Sunday, November 12, 2006

Speaking only in commands.
“Your rosemary’s dying,” she said to me, and lifted the tired, browning plant from the windowsill. Rubbed a couple of now-brittle needles between her fingers, separating them easily from their stem. “It needs more sunlight.” I thought of those stats you hear that most murders take place between people who know each other well. Crimes of passion.

But here it had only been a week since I’d carried this plant home from the Farmers Market and already we were at killing, at life-and-death.

I had brought it home to live, but now I was preventing it from making its food. And there was no sunnier place in this small flat, than where I had placed the arid plant. It could not stay here and survive.

There was something that separated me from these plant people, these people who sprouted vines from their fingers that then ran around windowframes and flowered and made their living places living places. It was the same thing that separated me from people who trained dogs and horses. A certain lack of control that the leaf, the hound and the mare all saw and knew. To do anything in this world you just have to believe you’re doing it and soon enough, it’s done; but with me and plants and puppies, I caught myself up in the amazement that these were mine to care for. If I screwed up, they’d die.

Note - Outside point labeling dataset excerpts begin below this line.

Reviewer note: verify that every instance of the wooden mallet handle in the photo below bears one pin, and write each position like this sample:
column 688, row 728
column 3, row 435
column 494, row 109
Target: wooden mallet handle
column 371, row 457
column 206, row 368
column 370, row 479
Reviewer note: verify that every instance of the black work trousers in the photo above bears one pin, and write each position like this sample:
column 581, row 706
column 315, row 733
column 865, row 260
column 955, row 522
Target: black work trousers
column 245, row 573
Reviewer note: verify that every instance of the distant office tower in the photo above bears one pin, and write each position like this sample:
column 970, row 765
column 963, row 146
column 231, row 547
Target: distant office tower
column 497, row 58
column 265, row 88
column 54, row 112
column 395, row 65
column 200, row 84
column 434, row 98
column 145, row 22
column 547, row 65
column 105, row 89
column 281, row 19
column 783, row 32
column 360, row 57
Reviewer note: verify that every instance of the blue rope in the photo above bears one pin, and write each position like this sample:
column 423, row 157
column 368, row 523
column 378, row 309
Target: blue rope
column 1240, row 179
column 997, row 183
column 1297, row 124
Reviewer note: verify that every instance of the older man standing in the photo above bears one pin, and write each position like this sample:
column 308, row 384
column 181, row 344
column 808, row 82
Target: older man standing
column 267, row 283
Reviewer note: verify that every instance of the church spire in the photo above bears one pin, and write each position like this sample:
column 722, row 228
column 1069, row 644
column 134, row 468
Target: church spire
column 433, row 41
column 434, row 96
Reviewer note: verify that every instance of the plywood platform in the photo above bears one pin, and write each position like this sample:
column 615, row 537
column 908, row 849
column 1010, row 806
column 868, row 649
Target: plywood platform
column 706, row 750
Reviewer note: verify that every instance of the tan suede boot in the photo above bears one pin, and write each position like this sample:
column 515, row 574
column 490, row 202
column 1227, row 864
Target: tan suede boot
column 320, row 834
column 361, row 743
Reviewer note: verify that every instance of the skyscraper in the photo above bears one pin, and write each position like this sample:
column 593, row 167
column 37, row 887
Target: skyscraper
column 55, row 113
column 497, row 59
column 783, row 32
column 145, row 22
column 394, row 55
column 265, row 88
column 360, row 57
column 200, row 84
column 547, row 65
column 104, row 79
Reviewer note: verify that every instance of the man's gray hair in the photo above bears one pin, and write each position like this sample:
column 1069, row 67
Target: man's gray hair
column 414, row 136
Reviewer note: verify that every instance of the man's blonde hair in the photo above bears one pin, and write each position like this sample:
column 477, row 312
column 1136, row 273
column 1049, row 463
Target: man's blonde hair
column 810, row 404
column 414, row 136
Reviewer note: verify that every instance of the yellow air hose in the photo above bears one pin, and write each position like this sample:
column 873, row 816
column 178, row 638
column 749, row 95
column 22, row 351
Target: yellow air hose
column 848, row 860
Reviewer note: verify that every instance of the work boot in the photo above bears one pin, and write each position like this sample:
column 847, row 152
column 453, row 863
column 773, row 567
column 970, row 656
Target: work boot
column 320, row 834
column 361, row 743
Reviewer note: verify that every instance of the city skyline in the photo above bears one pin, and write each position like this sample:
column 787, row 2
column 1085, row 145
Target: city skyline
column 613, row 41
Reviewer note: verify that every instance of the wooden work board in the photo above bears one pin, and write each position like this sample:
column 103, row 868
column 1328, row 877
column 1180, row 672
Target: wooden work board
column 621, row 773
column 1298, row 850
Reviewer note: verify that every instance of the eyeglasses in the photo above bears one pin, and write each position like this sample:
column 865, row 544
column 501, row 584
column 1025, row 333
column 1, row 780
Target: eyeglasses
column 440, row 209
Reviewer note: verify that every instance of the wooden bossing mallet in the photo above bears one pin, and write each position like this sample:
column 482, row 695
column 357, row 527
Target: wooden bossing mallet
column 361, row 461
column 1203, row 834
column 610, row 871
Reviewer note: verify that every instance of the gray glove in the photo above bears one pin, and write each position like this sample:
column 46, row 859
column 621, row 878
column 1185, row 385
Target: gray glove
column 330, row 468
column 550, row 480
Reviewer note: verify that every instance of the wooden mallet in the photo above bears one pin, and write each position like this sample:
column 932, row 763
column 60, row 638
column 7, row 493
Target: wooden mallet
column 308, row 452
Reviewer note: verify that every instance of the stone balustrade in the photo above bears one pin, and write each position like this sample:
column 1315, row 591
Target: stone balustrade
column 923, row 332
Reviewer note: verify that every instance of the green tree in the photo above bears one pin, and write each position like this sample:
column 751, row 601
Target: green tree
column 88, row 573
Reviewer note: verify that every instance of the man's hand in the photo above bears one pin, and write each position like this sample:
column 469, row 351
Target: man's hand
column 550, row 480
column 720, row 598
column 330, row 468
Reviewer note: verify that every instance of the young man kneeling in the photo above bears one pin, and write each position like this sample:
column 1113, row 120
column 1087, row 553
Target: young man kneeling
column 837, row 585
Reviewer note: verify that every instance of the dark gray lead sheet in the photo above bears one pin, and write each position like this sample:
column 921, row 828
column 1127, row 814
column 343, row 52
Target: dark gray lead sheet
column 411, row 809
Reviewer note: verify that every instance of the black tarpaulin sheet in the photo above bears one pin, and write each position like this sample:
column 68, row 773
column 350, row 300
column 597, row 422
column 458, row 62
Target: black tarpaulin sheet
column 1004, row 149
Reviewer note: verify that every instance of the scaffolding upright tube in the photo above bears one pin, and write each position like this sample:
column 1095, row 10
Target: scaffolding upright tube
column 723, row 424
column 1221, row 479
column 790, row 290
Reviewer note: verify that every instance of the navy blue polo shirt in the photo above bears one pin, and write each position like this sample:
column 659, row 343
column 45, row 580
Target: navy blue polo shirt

Simply put, I cared too much. I cuddled the baby mutt I shared with my ex and the next thing I knew, he’d scratched up the couch and eaten my favorite hat. I tried creating distance, as the trainer directed. I tried speaking only in commands, but it was too late: the dog knew I loved him best. I tried commanding the plants, as well: the ivy, the herbs, I watered and sunned, no more singing, this time. Only: grow. Grow! But they withered, beyond my control.